More than that, Meunier is drawn to the heroism of Terry Fox.

“He’s ours. He’s our hero and his perseverance and his fight for cancer research has spread all across the world,” she said.

The St. Albert Terry Fox Run has had a mercurial-life that in past years has changed with the outside temperature.

In recent years, the peak was the 25th anniversary of the run in 2005, when $25,000 was raised in this city. Otherwise, the amount raised has hovered around the $10,000 mark each year.

“In 2011 a total of $8,400 was raised. A total of $12,288 was raised in St. Albert in 2012 and last year there was a slight slump to $9,110 raised. But there seems to always be a core group of loyal participants,” said Rhonda Risebrough, provincial director for the Terry Fox Run.

Even when there are fewer participants, Risebrough said, people tend to follow through by donating online.

“St. Albert is very generous and also the participation in the schools is generous,” she said.

This week the Terry Fox Foundation announced that it will distribute $14.6 million in grants for cancer research.

“If Terry Fox were alive today, I think he would be proud because of how far treatments have come.
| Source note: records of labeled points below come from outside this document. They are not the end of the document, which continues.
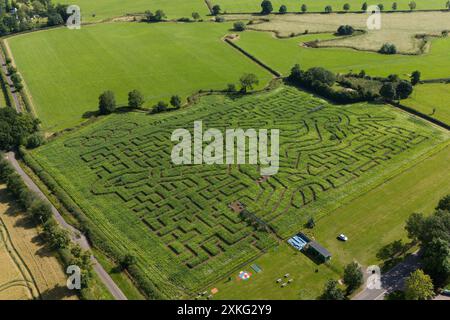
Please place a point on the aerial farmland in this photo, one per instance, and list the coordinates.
(225, 150)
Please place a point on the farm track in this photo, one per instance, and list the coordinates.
(76, 235)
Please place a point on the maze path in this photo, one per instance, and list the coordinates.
(323, 148)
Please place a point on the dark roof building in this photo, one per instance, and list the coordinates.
(320, 251)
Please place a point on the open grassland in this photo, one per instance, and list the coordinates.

There is a better quality of life and longer life expectancy for many cancer patients, and the research, for example in early detection of some cancers and cancer screening has contributed to that,” Risebrough said.
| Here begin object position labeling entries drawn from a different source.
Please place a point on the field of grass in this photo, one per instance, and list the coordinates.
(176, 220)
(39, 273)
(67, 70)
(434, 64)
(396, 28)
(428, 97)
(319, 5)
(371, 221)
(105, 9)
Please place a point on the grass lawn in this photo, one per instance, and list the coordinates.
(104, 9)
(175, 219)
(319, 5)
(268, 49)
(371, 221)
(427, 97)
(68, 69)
Meunier has been working hard for the past several months to get the word out and she hopes that people will come down to Lions Park Sunday to make a difference. Though she has three young children, she has been putting up signs on roadways and stopping by stores and businesses to help promote the Terry Fox Run.

“Wherever I go, my kids are there with me, raising awareness about Terry Fox. You can get your pledge sheets online or you can make donations online. But come out and run, walk, bike or use your skateboard – any way you can, to move along the path for the Terry Fox Run,” Meunier said.